SOWHAT? The Swofford-Olsen-Waddell-Hillis (SOWH) Test of Topologies
Samuel Church (Dunn Lab, EEB)
The Swofford-Olsen-Waddell-Hillis (SOWH) test is a probabilistic evaluation of competing phylogenetic topologies. Using a parametric resampling approach, the SOWH test creates a null distribution of differences in likelihood values and tests the observed data against this distribution. This test is currently implemented using a complicated set of instructions which require manual manipulation of data. It also appears to be unreliable for some data sets. We present a program which automates the complicated steps of the SOWH test, along with a more reliable alternative called SOWHat.
Analysis of genomes for drug targets
Bob Campbell (Brown/MPPB and MBL)
The initial sequencing of parasite genomes revealed numerous homologs of human drug targets. This led to comparative genomics studies to comprehensively identify candidate drug targets from Neglected Tropical Disease pathogens, contributing to the creation of the WHO-sponsored TDR Targets Database. This also fostered projects to mobilize “old” medicinal chemistry from industry for "new" drug discovery against neglected diseases. Despite this progress, it has remained difficult to produce high-quality drug leads. This short talk will briefly review the work to date, and considerations for integrating bioinformatics approaches with other tools and knowledge to improve outcomes of parasite drug discovery programs.
Data management is fun
Casey Dunn (EEB)
Managing data for a large, data intensive project with multiple researchers can get more complicated than the analyses themselves. I'll discuss some of the challenges we've faced in my lab and how we have approached them.

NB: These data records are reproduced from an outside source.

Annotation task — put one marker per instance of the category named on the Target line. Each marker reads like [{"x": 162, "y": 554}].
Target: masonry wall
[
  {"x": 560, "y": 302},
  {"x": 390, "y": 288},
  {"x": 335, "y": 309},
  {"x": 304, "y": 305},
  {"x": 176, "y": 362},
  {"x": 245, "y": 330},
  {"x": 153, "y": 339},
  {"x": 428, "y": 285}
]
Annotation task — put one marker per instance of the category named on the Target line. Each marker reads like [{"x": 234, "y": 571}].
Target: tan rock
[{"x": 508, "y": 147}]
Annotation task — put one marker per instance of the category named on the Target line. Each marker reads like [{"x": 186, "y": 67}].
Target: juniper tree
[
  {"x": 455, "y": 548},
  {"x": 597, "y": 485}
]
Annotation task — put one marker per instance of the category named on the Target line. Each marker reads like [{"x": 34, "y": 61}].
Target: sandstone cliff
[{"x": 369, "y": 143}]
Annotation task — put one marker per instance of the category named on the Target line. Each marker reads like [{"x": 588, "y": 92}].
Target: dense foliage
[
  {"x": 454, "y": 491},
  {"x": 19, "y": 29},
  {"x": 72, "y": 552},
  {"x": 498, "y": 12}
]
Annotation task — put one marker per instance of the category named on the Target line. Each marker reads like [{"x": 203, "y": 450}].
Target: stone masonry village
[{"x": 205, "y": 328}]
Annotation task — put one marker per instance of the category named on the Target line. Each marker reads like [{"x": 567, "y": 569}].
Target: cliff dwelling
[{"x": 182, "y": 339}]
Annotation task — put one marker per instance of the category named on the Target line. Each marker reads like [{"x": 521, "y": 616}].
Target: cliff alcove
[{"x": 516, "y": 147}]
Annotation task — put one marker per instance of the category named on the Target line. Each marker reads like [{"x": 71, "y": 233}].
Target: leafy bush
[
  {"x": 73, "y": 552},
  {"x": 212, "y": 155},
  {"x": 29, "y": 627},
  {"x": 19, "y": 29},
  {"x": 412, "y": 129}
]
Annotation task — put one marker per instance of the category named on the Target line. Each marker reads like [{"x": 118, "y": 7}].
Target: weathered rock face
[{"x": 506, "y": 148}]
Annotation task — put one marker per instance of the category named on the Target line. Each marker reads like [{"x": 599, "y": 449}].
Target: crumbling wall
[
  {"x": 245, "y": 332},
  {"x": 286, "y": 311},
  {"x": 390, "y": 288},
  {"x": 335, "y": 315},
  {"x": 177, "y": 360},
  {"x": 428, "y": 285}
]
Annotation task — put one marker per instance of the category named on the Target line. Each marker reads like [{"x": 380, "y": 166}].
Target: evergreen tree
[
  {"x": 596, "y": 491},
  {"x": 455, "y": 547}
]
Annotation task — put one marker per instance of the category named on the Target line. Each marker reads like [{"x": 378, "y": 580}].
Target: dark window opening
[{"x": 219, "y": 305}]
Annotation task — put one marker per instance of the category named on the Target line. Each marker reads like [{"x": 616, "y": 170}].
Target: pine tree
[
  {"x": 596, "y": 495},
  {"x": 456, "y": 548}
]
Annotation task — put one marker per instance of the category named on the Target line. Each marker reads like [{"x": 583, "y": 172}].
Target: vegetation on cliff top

Data Management: Critical Success Factors
Jaime Combariza (CCV)
The ready availability of powerful instruments like genome sequencers, telescopes, electron microscopes, and remote sensing devices coupled with the increased capability of supercomputers to process vast amounts of information has resulted in an explosion of data (4th paradigm of science) that poses challenges not only to analyze it and move science forward but also -- and perhaps more importantly -- for the proper management and curation of this data. These challenges include: planning for data management; documentation and metadata; data structure and organization; security and backup; citation; dissemination; and sharing, In this talk I will describe best practices on data management that are recommended to researchers and if properly applied will strengthen collaborative endeavors (technical and scientific) between researchers and the unit/center that may be the stewardship of the data. These best practices are also critical components of a "data management plan," which is a requirement for some funding agencies.